Having pointed out the general similarity by chapter, this edition offers a simple word-by-word comparison computer program for studying the detailed variations. So the problem of identity is solved by the editor whereas the differences is displayed by the computer.
We have defined the concept of (horizontal) textual layers and introduced a (vertical) interconnection mechanism suggesting the term shaft for this. We have shown how an encoding with relevant tags can be done and how the shaft is consistent with the tags, furthermore, how a hypertext system could implement the shaft. It has finally been shown how the mechanism can be modified for the text in question, revealing that the art of shafting is after all a philological discipline.
An earlier version of this paper appears in Kierkegaard Studies, Yearbook 1998, Walter de Gruyter, Berlin, New York, 1998.
1Henrik Pontoppidan, 1857-1943, Danish novelist and Nobel Prize winner 1917.
2The two these were translated into English titled Emanuel, or Children of the Soil and The Promised Land by Mrs. Edgar Lucas, 1896.
3Henik Pontoppidan, Muld, Det forjættede Land, and Dommens Dag, in >DET FORJÆTTEDE LAND< ed. by Esther Kielberg and Lars Peter Rømhild, computerised by Karsten Kynde, Det Daske Sprog-og Litteraturselskab and Gyldendal Publishers, Copenhagen, 1997.
4Søren Kierkegaard, 1813-1855, Danish author, philosopher, and theologian.
5Collected in Søren Kierkegaards Samlede Værker, ed. by A. B. Drachmann, J. L. Heiberg and H. O. Lange, vols. 1-14, Gyldendal Publishers, Copenhagen, 1901, 1920, and 1962.
6Søren Kierkegaards Papirer, ed. by P. A. Heiberg, V. Kuhr and E. Torsting, vols. I-XI, Gyldendal Publishers, Copenhagen, 1909-1948. Second suppleimed edition vols. I-XIII by N. Thulstrup, 1968-1970, with an index by N. J. Cappelørn vol. XIV-XVI, 1975-1978.
7Søren Kierkegaards Skrifter, ed. by Niels Jørgen Cappelørn, Joachim Garff, Johnny Kondrup, Alastair McKinnon, and Finn Hauberg Mortensen , G.E.C. Gad Publishers, Copenhagen, 1997-,hereafter referred to as SKS.

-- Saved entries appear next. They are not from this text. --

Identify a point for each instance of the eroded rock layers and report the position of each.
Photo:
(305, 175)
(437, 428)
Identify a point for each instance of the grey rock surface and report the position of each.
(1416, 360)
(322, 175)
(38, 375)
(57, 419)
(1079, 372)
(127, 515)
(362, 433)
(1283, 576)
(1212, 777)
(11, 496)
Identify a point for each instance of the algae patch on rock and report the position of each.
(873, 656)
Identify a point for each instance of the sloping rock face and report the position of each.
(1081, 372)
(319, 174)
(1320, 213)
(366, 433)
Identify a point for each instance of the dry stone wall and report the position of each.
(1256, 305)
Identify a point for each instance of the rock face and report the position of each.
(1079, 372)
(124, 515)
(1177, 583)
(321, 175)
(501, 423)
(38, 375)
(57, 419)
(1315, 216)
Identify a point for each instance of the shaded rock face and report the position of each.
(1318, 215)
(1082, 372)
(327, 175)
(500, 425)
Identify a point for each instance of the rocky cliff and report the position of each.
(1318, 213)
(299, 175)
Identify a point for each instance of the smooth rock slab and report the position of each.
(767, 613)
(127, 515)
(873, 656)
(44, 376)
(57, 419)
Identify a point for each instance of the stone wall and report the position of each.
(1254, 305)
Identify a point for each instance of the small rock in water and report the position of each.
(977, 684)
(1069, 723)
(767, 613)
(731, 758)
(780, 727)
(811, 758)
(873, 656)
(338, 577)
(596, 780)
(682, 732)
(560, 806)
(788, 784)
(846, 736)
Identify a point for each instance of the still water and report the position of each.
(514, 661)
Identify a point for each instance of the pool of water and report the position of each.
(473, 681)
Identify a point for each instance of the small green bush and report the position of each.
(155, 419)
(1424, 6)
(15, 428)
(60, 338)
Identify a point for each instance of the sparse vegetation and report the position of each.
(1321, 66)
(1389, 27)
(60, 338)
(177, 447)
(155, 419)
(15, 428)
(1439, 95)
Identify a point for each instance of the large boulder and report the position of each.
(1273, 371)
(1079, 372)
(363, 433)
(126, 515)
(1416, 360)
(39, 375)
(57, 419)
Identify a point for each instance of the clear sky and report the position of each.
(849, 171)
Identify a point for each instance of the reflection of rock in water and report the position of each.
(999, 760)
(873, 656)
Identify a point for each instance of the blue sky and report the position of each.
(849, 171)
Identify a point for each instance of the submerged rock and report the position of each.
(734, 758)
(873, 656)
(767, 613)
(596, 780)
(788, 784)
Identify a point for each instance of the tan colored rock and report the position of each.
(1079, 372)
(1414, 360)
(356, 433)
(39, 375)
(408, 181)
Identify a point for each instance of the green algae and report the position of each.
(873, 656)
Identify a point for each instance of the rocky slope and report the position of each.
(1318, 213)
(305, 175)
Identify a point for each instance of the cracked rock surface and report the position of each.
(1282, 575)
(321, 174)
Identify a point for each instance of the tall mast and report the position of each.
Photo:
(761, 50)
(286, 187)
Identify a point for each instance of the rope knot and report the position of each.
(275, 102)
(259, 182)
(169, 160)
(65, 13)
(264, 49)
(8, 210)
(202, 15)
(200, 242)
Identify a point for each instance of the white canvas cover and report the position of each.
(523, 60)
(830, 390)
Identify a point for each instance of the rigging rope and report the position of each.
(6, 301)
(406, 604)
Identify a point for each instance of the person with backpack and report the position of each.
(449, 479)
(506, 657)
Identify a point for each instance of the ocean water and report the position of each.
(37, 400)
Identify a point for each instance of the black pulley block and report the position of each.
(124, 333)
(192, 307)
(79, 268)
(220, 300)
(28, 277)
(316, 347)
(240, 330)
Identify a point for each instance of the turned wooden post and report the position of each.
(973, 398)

8By piece is meant a sheet, booklet, scrap or whatever physical entity which holds the message, as opposed to the logical abstraction of the textual layer.
10Ms numbers as defined in SKS K2-3, p. 10.
11Key Words In Context concordance, i.e. a short quotation of the text at the relevant spot. In this case the identifying tag takes the place of the key word.
12An HTML-anchor is according to the rules tagged <A> and may furthermore include attributes such as NAME, identifying the position of the anchor within the text and HREF referring to other anchors. The reference consists of a name of a text and the name of the anchor within the text, delimited by hash (#).T. Berners-Lee and D. Connolly, Hypertext Markup Language-2.0, IETF RFC 1866, 1995, ftp://ds.internic.net/rfc/rfc1866.txt.